Write your own diff for fun

December 27, 2017

On the other day, when I was looking at git diff, I thought “How does it work?“. Brute-force idea of comparing all possible pairs of lines doesn’t seem efficient and indeed it has exponential algorithmic complexity. There must be a better way, right?

As it turned out, git diff, like a usual diff tool is modeled as a solution to a problem called Longest Common Subsequence. The idea is really ingenious – when we try to diff 2 files we see it as 2 sequences of lines and try to find a Longest Common Subsequence. Then anything that is not in that subsequence is our diff. Sounds neat, but how can one implement it in an effective way (without that exponential complexity)?

LCS problem is a classic problem that is better solved with dynamic programming – somewhat advanced technique in algorithm design that roughly means an iteration with memoization.

I’ve always struggled with dynamic programming because it’s mostly presented through some (in my opinion) artificial problem that is hard for me to work on.
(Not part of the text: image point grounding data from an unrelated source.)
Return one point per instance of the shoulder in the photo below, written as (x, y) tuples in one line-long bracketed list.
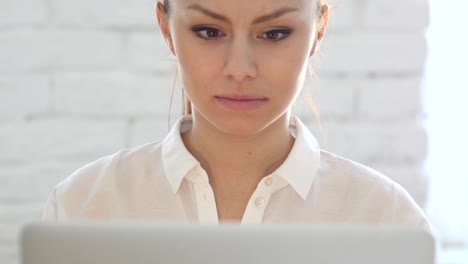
[(367, 194), (98, 183)]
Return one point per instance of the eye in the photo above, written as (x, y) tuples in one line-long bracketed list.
[(208, 33), (277, 34)]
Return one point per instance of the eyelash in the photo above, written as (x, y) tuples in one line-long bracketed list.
[(197, 30)]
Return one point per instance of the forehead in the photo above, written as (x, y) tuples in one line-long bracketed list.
[(246, 8)]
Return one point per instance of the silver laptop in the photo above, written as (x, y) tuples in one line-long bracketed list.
[(144, 243)]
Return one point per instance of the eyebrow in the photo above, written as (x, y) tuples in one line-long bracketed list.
[(273, 15)]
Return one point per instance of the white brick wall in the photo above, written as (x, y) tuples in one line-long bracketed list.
[(82, 79)]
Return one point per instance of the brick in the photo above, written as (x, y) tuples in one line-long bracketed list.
[(334, 98), (105, 13), (22, 95), (341, 15), (149, 52), (404, 15), (372, 53), (9, 254), (32, 182), (390, 98), (19, 13), (61, 139), (59, 50), (399, 142), (145, 130), (114, 93)]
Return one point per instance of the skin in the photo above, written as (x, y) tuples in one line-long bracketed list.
[(263, 61)]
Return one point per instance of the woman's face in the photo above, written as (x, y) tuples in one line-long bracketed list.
[(242, 63)]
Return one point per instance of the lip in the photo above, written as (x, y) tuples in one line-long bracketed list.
[(241, 102)]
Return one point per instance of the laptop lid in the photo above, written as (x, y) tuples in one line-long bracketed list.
[(141, 243)]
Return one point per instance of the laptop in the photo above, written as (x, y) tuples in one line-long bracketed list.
[(144, 243)]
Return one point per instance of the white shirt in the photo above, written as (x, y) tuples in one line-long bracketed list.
[(162, 181)]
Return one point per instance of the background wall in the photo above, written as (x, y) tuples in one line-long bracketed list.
[(82, 79)]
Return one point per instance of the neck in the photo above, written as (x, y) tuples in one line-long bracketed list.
[(234, 158)]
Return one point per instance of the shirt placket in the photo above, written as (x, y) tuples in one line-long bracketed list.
[(260, 199), (206, 204)]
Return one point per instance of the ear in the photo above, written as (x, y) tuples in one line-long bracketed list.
[(163, 22), (320, 30)]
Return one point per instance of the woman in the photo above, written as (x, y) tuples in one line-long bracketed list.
[(238, 154)]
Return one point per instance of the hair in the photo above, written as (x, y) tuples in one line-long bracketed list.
[(187, 105)]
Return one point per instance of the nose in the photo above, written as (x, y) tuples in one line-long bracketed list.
[(240, 61)]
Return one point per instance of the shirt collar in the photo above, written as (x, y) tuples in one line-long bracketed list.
[(301, 166), (299, 169), (177, 160)]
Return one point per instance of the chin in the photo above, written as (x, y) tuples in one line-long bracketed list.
[(243, 126)]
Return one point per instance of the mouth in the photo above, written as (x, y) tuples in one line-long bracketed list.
[(242, 102)]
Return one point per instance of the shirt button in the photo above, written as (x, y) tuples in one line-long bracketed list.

But now, when I see something so useful that can help me write a diff, I just can’t resist.

I used a Wikipedia article on LCS as my guide, so if you want to check the algorithm nitty-gritty, go ahead to the link. I’m going to show you my implementation (that is, of course, available on GitHub) to demonstrate how easily you can solve such seemingly hard problem.

I’ve chosen Python to implement it and immediately felt grateful because you can copy-paste pseudocode and use it with minimal changes. Here is the diff printing function from Wikipedia article in pseudocode:

function printDiff(C[0..m,0..n], X[1..m], Y[1..n], i, j)
    if i > 0 and j > 0 and X[i] = Y[j]
        printDiff(C, X, Y, i-1, j-1)
        print "  " + X[i]
    else if j > 0 and (i = 0 or C[i,j-1] ≥ C[i-1,j])
        printDiff(C, X, Y, i, j-1)
        print "+ " + Y[j]
    else if i > 0 and (j = 0 or C[i,j-1] < C[i-1,j])
        printDiff(C, X, Y, i-1, j)
        print "- " + X[i]
    else
        print ""

And in Python:

def print_diff(c, x, y, i, j):
    """Print the diff using LCS length matrix by backtracking it"""

    if i >= 0 and j >= 0 and x[i] == y[j]:
        print_diff(c, x, y, i-1, j-1)
        print("  " + x[i])
    elif j >= 0 and (i == 0 or c[i][j-1] >= c[i-1][j]):
        print_diff(c, x, y, i, j-1)
        print("+ " + y[j])
    elif i >= 0 and (j == 0 or c[i][j-1] < c[i-1][j]):
        print_diff(c, x, y, i-1, j)
        print("- " + x[i])
    else:
        print("")

This is not the actual function for my diff printing because it doesn’t handle few corner cases – it’s just to illustrate Python awesomeness.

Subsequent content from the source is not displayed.